Maesi, Friday, 24.03.2006, 19:45 (vor 6822 Tagen) @ Salvatore

Als Antwort auf: Re: Rentenkürzung für Kinderlose gefordert von Salvatore am 16. März 2006 17:53:

Hallo Salvatore

Jahre, ja Jahrzehnte lang hat man gepredigt, die Familie sei der Hort der Reaktion. Noch heute fordern schwedische Feministinnen die Abschaffung der Ehe, auch wenn das wohl kaum einer ernst nimmt. Jahrelang war Kinderkriegen das Letzte und Reaktionärste, was man sich vorstellen konnte.
Jetzt wird das Geld knapp, und plötzlich ist von alledem keine Rede mehr.
Noch vor zehn Jahren haben sich Kinderlose absolut zeitgeistkonform verhalten, jetzt werden sie plötzlich zu Paria.
Ich erinnere mich noch gut: Was wurde seit den 70er Jahren nicht Alles bekämpft?
Autorität, Leistung, Konsum, die Familie im allgemeinen, Väter im besonderen, Werte usw. Eigentlich sollten sich doch alle freuen. All das wurde erfolgreich bekämpft, es exisiert kaum noch. Für ein links-alternatives Weltbild ist das ein voller Erfolg. Leider bleibt die Freude aus. Wenns ums Geld geht ist der Spaß schnell vorbei.

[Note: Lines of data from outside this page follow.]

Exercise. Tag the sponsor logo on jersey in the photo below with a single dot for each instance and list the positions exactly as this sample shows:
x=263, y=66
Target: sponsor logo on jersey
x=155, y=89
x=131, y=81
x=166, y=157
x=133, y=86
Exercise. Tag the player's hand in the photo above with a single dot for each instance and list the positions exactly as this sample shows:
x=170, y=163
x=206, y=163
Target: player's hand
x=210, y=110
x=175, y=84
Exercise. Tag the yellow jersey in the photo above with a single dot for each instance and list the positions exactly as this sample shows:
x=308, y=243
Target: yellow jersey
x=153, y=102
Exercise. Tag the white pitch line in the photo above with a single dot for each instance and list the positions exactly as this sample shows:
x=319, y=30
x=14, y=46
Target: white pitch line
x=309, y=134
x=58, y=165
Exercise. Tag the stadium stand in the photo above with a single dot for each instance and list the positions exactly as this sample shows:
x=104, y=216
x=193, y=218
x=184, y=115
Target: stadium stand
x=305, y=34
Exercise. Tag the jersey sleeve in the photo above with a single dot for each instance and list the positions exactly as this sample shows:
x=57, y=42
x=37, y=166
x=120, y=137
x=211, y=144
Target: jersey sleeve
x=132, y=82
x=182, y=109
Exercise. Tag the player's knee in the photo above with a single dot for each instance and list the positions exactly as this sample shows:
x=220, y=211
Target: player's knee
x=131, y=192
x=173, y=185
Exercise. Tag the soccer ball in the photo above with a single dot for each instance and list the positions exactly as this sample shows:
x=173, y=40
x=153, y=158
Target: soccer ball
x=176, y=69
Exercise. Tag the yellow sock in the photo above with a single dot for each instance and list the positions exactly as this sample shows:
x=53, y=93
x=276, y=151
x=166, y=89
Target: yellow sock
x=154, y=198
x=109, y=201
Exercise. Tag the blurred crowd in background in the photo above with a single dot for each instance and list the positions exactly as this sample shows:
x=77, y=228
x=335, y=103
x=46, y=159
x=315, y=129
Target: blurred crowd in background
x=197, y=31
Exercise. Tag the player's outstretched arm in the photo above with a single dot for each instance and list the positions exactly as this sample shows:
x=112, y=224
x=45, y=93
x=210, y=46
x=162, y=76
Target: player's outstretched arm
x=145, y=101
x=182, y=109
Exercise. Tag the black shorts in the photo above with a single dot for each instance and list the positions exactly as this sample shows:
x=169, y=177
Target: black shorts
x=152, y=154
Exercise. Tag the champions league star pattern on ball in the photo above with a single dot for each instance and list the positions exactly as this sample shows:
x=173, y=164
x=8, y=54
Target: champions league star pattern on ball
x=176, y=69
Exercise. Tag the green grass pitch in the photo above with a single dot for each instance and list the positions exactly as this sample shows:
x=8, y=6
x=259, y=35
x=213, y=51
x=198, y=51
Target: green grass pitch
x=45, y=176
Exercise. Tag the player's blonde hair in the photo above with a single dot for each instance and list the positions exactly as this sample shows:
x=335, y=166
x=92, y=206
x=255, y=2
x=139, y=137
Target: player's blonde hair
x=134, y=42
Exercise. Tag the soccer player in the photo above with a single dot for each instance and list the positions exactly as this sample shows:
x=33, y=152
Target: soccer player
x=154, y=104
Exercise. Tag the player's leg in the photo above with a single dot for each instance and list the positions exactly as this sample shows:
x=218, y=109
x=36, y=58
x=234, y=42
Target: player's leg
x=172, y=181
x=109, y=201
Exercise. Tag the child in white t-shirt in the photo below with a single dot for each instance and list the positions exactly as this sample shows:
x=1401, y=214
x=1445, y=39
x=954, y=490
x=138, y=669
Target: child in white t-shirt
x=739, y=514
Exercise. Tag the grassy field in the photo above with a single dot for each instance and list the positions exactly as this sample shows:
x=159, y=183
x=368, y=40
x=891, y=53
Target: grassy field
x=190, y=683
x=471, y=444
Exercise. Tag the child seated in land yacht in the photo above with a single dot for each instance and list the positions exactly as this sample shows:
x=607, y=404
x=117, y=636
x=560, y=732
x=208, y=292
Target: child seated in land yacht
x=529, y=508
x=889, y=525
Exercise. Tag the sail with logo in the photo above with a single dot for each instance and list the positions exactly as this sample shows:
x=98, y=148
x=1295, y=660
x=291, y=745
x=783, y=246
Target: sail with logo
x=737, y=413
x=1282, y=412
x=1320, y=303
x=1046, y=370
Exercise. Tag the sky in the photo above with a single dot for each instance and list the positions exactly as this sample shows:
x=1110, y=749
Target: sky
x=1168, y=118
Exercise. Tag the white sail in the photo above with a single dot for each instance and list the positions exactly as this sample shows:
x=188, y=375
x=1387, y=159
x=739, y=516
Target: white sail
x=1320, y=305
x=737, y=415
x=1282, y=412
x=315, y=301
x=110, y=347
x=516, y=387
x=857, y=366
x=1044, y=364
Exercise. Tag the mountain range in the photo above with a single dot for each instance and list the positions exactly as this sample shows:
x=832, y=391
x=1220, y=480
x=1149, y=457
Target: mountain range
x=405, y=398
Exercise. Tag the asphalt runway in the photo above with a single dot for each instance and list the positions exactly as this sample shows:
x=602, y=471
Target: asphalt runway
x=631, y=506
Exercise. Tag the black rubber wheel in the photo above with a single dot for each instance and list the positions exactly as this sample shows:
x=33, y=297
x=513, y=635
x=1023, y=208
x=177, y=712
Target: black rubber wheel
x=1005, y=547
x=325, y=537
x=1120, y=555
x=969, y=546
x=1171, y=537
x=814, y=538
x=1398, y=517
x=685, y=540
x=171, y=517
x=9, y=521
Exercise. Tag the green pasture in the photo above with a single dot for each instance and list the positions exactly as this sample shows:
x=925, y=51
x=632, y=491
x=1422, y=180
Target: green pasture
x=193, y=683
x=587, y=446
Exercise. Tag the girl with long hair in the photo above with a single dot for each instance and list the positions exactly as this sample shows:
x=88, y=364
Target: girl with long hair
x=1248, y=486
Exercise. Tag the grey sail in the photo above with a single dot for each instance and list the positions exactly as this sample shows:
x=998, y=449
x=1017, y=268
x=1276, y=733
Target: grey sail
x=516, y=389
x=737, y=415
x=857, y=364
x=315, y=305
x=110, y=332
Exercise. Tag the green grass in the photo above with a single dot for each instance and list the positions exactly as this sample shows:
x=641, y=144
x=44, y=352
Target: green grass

Voellige Zustimmung zu Deinen Ausfuehrungen - v.a. auch zu den als reaktionaer empfundenen Familien im allgemeinen und den Vaetern im besonderen.

Eines der Hauptprobleme der westlichen Wohlfahrtsstaaten ist IMHO die zunehmende Entkoppelung der Leistung von einer gleichwertigen Gegenleistung, der Rechte von adaequaten Pflichten, der Handlungen von den daraus resultierenden Konsequenzen; in vielen sozialen Bereichen wurde dadurch die in Jahrhunderten historisch gewachsene Ausgewogenheit, die Symmetrie des gegenseitigen Geben und Nehmens empfindlich gestoert. Nicht mehr der durch direkte Verhandlungen der Beteiligten erzielte Kompromiss mit Rechten und Pflichten bei allen Direktbetroffenen wird als der Koenigsweg angesehen, sondern Interessengruppen fordern zunehmend von der Obrigkeit Regelungen ein, die 'soziale Gerechtigkeit' in ihrem Sinne erzwingen sollen.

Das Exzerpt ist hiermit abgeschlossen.